A consistent theme seen by Phesi is that “the clinical development industry by and large has not been very careful in designing their trials [in terms of protecting] the reproductive system of not just younger women but men as well,” Li says. Although strategies exist to protect fertility (e.g., drugs that temporarily shut down the ovaries to protect them during chemotherapy), they tend to be overlooked early on, prompting a lot of costly protocol amendments down the road. 

A single protocol amendment can cost study sponsors more than half a million dollars, on average, for a phase 3 clinical trial, according to 2018 research by the Tufts Center for the Study of Drug Development. “It’s an issue that’s important to patients but also to pharmaceutical companies to more effectively and cost-effectively bring innovative medicines to patients,” Li notes. 

The motivation to participate in an intervention trial can also differ significantly between people based on their disease subtype, including HER2-positive (more common in white women) and triple negative breast cancer (more common in black women), he says. Although HER2-positive cases are six times as prevalent as the triple-negative variety, these women are no easier to enroll than the triple-negatives in part because alternative treatments are more readily available. 

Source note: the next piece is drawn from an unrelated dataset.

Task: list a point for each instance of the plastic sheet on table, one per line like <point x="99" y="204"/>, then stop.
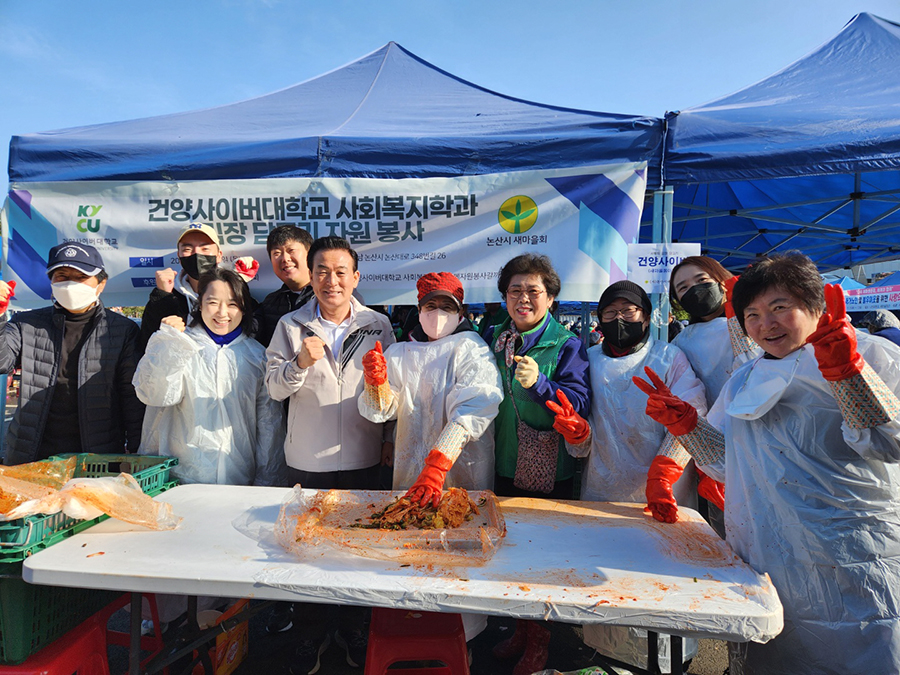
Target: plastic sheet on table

Studies are also more often using comprehensive biomarker combinations requiring the participation of patients diagnosed with triple-negative disease, as noted in the published Phesi analysis. 

Li says he has observed that “linear thinking” is typical in the clinical trials industry when the real world is, conversely, dynamic and requires thinking outside the lines. “You have to understand the relationship between different cuts of the data.” 

Phesi was an exhibitor at the recent Bio-IT World Conference & Expo, where industry excitement about artificial intelligence and big data was palpable. But Li says his interest is not in the technology itself but AI as a tool for solving some of the practical problems plaguing clinical trials. 

The truth is that answers sometimes arise from a very simple analysis, he concludes. But other times, a seemingly straightforward question simply exposes the multitude of other variables that have yet to be considered.